At question is what leeway Martin Bashir has under California's "shield law" which is designed to protect journalists from being forced in court to reveal sources. Under cover of this protection, Bashir refused to answer four questions from Jackson attorney Mesereau on Tuesday. From This Is London:

Throughout the cross-examination, Bashir's lawyers raised objections to the questioning. But four times the objections were overruled and Judge Melville asked Bashir if he wished to answer. Looking straight ahead into the courtroom he solemnly replied: "No, your honor, I do not."

When Mr Mesereau asked for Bashir to be held in contempt, Judge Melville said: "I will review all of the questions asked to the witness and the objections raised to see if the witness is in contempt of court. It is a really ticklish area."

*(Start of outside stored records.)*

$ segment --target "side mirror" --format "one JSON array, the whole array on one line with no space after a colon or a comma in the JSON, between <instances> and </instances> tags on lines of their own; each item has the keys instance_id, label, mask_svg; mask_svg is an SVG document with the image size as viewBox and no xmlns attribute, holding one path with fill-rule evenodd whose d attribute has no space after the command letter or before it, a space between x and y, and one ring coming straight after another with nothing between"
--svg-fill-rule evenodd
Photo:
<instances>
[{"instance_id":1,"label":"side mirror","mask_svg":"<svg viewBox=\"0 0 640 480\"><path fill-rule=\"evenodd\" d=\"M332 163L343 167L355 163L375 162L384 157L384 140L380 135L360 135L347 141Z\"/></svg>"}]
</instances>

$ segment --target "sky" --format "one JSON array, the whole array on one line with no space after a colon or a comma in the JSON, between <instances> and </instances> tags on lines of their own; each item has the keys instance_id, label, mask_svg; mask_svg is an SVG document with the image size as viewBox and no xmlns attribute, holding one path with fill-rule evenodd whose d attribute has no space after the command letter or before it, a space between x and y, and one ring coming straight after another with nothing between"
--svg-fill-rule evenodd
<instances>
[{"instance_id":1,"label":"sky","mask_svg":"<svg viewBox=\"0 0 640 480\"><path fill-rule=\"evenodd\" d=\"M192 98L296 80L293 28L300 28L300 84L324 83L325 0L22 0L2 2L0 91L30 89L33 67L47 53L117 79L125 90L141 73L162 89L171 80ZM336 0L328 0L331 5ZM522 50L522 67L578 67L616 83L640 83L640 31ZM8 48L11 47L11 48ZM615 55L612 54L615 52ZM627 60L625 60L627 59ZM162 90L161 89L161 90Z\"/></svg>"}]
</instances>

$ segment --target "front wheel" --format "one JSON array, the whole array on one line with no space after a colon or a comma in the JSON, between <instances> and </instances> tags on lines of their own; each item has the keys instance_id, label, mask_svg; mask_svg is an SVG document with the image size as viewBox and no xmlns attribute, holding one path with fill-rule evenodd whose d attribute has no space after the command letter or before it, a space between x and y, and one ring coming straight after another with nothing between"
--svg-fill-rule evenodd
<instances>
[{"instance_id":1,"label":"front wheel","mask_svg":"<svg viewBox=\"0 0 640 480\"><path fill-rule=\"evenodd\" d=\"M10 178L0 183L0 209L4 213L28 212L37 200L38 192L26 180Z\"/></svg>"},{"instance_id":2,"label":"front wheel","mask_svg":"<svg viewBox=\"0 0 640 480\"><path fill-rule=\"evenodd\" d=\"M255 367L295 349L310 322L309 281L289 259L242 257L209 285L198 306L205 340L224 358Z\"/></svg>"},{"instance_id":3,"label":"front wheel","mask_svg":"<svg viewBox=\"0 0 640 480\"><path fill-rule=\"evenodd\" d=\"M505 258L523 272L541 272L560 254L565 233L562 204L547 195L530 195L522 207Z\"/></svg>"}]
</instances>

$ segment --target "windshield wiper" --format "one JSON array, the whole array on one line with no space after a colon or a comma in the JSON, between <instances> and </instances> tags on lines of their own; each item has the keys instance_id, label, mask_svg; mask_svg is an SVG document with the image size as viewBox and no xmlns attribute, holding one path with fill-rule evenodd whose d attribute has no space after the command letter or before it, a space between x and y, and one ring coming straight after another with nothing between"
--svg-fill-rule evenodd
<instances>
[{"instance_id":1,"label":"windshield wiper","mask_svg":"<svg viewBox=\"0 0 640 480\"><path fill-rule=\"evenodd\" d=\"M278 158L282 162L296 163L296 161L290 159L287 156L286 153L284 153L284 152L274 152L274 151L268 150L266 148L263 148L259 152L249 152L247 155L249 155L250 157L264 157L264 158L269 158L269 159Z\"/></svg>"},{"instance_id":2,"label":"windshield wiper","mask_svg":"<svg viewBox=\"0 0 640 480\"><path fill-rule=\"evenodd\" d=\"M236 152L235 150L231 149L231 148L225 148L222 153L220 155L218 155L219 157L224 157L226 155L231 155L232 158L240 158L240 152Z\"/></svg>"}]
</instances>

Mr Mesereau asked the judge to strike Bashir's testimony from the case, which he refused to do.

Bashir, who now works for America's ABC News, refused to answer the following questions:
• "Did you get Michael Jackson to sign two documents without a lawyer present?"
• "How many hours of footage did you omit from the documentary?"
• "Are you covering this case as a correspondent who is paid?"
• "Before this film was shown, and I am talking about the actual film shown by the prosecution today, did you watch the trial reel?"

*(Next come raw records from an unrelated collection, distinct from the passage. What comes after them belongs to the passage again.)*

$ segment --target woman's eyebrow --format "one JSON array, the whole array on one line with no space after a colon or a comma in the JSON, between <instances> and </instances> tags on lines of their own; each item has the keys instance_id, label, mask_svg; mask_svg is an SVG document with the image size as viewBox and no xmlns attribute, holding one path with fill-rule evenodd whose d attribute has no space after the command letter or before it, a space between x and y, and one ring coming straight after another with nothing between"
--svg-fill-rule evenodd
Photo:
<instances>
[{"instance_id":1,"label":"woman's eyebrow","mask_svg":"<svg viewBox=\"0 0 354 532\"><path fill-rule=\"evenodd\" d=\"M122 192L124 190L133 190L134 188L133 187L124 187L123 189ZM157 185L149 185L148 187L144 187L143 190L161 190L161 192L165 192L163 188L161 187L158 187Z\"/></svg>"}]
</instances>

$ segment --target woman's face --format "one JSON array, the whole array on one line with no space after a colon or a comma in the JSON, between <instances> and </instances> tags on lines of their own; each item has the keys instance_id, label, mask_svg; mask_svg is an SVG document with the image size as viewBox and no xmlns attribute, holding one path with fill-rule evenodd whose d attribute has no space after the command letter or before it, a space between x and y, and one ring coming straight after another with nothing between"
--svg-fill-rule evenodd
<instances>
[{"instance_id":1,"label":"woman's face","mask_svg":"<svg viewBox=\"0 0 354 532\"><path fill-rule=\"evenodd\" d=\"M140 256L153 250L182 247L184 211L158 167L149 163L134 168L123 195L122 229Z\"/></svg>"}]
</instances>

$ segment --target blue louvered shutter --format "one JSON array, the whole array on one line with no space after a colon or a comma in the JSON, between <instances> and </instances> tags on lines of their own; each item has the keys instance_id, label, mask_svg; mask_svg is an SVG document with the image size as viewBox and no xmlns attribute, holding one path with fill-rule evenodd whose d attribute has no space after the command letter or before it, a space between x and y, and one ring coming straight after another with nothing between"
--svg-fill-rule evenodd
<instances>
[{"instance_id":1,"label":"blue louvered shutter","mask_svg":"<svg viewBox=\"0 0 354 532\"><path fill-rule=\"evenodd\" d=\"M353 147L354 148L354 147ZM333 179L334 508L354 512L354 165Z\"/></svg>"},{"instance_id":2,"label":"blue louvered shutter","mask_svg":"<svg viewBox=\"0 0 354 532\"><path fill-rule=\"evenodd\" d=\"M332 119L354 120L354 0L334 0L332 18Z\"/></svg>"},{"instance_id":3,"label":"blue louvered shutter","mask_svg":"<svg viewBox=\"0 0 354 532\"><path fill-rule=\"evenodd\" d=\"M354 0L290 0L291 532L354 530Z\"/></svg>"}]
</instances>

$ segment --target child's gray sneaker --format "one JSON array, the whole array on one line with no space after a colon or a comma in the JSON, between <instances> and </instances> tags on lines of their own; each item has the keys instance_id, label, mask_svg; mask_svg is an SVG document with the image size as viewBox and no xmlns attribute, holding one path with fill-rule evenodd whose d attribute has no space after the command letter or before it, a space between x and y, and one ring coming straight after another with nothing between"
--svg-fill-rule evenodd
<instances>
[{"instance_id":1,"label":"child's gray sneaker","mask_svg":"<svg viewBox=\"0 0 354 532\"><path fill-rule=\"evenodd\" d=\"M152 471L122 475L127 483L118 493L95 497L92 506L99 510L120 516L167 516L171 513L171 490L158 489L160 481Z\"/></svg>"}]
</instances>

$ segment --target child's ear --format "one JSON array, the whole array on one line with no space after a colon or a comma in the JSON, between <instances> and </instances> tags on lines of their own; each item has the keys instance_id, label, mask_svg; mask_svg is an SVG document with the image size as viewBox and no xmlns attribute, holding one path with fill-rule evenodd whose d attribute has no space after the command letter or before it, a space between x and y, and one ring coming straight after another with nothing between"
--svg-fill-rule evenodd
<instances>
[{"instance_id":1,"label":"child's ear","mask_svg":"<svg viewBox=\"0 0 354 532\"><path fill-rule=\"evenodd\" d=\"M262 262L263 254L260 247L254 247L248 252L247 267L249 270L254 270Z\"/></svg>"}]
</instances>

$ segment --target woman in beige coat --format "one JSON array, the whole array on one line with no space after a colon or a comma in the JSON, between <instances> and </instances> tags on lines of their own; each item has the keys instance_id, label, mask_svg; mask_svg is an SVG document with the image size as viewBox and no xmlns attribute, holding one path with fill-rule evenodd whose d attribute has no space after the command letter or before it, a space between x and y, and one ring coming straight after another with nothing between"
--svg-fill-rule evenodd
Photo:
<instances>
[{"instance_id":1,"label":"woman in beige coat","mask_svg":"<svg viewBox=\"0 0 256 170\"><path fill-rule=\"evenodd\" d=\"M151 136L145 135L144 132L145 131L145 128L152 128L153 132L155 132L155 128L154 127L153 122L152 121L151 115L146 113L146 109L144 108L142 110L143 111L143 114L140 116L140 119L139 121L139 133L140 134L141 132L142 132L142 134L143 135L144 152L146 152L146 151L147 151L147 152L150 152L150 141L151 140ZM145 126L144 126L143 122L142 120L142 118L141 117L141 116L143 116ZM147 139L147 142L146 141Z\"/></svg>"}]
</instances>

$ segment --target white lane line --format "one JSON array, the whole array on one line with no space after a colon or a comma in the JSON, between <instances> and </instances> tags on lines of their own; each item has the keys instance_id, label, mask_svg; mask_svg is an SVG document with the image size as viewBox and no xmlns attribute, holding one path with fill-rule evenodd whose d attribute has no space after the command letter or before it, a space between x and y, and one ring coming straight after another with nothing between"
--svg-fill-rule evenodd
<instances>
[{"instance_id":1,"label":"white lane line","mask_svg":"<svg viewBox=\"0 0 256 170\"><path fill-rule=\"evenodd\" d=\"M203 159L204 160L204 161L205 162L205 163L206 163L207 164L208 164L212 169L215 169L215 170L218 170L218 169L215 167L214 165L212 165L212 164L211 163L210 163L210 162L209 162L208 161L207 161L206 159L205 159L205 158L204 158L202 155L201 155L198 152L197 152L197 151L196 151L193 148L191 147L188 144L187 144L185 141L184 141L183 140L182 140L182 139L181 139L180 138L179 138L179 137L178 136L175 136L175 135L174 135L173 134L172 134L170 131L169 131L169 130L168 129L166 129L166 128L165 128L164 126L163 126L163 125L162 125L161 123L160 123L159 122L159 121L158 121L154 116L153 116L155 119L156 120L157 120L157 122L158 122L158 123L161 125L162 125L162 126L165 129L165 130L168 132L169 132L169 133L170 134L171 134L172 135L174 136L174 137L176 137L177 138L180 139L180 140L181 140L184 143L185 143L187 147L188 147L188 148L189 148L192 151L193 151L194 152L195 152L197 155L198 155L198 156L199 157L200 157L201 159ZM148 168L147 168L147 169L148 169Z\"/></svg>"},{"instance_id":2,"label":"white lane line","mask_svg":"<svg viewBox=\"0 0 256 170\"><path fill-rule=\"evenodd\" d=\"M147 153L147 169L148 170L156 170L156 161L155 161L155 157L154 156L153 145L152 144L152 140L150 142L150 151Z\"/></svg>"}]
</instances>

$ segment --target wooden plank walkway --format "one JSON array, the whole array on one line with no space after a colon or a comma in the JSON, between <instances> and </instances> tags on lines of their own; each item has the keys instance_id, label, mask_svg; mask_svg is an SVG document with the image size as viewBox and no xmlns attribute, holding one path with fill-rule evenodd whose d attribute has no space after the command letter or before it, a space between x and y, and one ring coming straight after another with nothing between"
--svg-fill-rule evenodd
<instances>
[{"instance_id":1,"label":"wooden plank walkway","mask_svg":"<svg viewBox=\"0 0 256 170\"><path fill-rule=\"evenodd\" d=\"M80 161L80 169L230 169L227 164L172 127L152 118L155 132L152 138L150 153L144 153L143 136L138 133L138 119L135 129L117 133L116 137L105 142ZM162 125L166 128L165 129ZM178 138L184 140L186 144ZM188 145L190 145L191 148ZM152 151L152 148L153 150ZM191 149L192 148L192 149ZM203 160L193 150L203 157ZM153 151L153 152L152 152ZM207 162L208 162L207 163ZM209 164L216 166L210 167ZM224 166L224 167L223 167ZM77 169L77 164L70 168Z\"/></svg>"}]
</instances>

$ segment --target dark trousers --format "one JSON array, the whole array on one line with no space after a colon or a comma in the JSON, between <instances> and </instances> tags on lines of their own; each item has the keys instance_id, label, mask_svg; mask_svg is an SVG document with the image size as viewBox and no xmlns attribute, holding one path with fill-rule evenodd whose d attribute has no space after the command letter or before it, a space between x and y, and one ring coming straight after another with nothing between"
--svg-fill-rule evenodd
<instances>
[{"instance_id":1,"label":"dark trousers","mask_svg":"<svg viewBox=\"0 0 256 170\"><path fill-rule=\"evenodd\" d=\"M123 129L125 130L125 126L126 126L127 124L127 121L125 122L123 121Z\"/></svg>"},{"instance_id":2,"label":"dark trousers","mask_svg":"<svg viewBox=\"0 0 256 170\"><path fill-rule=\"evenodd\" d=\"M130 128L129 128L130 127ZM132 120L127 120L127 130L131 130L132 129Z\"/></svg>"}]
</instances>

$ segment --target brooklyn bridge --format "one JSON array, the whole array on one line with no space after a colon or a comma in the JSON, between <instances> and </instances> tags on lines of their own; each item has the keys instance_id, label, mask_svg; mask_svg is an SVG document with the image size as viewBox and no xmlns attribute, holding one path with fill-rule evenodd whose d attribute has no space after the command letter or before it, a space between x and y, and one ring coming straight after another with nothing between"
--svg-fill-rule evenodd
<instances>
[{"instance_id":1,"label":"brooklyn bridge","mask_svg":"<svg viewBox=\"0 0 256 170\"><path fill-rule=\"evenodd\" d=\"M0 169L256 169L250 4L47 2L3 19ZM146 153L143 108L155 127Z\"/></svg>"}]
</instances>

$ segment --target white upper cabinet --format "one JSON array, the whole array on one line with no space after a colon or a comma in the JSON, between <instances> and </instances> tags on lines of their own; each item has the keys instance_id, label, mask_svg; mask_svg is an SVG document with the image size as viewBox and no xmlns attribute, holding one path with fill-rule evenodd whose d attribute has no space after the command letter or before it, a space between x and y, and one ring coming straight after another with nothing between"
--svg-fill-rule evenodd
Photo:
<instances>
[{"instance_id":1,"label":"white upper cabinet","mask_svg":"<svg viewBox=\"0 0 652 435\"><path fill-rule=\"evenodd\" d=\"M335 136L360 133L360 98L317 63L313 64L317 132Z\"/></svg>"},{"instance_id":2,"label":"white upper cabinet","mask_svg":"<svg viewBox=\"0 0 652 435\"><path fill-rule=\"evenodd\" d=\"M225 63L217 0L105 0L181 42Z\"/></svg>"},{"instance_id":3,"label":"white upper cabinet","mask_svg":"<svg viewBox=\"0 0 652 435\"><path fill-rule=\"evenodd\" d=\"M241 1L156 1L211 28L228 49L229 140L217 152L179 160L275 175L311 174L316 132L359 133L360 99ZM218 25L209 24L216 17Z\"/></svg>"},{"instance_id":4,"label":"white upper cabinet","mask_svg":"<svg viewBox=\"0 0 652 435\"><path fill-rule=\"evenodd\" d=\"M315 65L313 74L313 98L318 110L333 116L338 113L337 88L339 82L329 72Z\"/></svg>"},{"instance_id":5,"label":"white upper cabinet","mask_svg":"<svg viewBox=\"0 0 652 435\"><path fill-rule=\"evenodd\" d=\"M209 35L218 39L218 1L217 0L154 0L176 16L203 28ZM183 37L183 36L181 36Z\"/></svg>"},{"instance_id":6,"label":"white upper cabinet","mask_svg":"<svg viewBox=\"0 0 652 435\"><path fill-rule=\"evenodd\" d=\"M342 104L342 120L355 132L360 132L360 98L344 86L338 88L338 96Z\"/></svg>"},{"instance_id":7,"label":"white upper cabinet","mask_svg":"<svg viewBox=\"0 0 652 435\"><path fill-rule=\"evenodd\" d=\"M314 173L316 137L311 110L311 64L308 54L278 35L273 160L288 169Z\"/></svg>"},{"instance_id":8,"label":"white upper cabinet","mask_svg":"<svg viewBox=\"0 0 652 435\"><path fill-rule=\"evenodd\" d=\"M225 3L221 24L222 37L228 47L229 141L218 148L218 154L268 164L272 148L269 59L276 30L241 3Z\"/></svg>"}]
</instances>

Melville is expected to rule today on whether Bashir will go to jail or whether he will pay a fine. I had heard this news before I read this and honestly, I'm questioning whether or not Bashir is truly covered by the intent of the shield law. None of these questions would force Bashir to reveal sources and almost all deal with journalistic issues and editorial decisions made by Bashir or his producers. California's shield law says journalists do not have to testify about unpublished material. Certainly the answers to all of them could be spun by the defense and provide potentially misleading information to a jury who doesn't understand how editorial decisions are made, but I'm going to be curious about the ruling if the judge finds that Bashir is protected. More likely, he'll find Bashir in contempt and fine him. Unfortunately, that may open up the video and Bashir's testimony to a motion to strike, gutting the prosecutions case for the molestation charges.